Page MenuHomeElementl

[crag] Add fields not brought about in default config, fix bug with execute_in_process and default config, catch bad config earlier on .
AbandonedPublic

Authored by cdecarolis on Jul 23 2021, 6:01 PM.

Details

Summary

Currently, we aren't carrying over fields from the original config if they aren't specified in the default config for a job. This leads to either weird errors, or wrong config in some cases. This attempts to fix the issue.

That fix also required me to finagle around the executor config that is now always carried over.

Test Plan

unit tests

Diff Detail

Repository
R1 dagster
Branch
graph_config_fix
Lint
Lint Passed
Unit
No Test Coverage

Event Timeline

python_modules/dagster/dagster/core/definitions/graph.py
768–774

should we just do a real proper validation pass over the config instead of only covering this small subset of error conditions?

python_modules/dagster/dagster/core/definitions/pipeline.py
569–597

this feels pretty scary to me - we should just make a special variant of the in process executor def that takes Permissive config and ignores it all

python_modules/dagster/dagster_tests/core_tests/graph_tests/test_graph.py
345–353

to my above point - what about "ops/solids: not_my_op"

that wouldn't get caught with current checks right? I think it make sense to use the core config validation machinery

the only open question is if we want to support "partial" default config - which i think is no

This revision now requires changes to proceed.Jul 23 2021, 6:36 PM
python_modules/dagster/dagster/core/definitions/pipeline.py
569–597

That's a really good point - in execute_in_process I don't think we'll ever end up using the execution config anyway.

python_modules/dagster/dagster/core/definitions/pipeline.py
569–597

cc @alangenfeld; what do we do about the top level config blobs that will likely be a part of any job, like

{execution: {multiprocess: {}}}

Even if we had an executor that takes permissive, the top level entry is different, and would still break

python_modules/dagster/dagster/core/definitions/pipeline.py
569–597

ah good point - hmmmm

This ConfigMapping stacking spooks me a bit which is why i was hopeful to find an alternative path. It might be the way we need to go but lets think through the other options:

  • target "execute_plan" directly which would bypass executor - loses pipeline start/fail/success events
  • have the "special" in process executor change make the whole execution section permissive at RunConfigSchema generation time - I think this is promising

if we stick with this config mapping approach ild want to see some more tests & comments

have the "special" in process executor change make the whole execution section permissive at RunConfigSchema generation time - I think this is promising

I know this isn't a huge regression, but it still feels like a regression to me.

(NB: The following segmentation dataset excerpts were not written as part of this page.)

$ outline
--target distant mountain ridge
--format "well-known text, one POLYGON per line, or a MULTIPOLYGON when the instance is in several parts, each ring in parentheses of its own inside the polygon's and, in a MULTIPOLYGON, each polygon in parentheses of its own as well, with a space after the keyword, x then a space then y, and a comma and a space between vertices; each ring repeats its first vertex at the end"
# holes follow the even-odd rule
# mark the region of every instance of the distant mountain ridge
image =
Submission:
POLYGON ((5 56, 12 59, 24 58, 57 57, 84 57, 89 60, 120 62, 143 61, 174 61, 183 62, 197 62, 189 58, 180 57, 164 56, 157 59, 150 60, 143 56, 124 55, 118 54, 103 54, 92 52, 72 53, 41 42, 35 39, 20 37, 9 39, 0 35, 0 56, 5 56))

I feel like it's a pretty core change for what is fundementally a workaround.

target "execute_plan" directly which would bypass executor - loses pipeline start/fail/success events

I think this approach actually resonates with me more. I think it in some ways neatly resolves the conceptual friction of replacing the executor with another one. It feels nice to me to say that we're bypassing the executor altogether with execute_in_process rather than foisting a new one in. Maybe I'm underestimating how difficult it will be to use execute_plan, but that approach seems cleaner and actually brings execute_in_process closer to what we want.

@alangenfeld upon further examination, I don't think the execute_plan solution can work. Even if we keep around the original executors, we still need to create a new pipeline/mode in order to switch out the io manager. Then, we'll get a different set of complaints regarding the fact that we're using a non-persistent IO manager with an out of proc executor. I think we're forced to either do the config replacement or the permissive thing.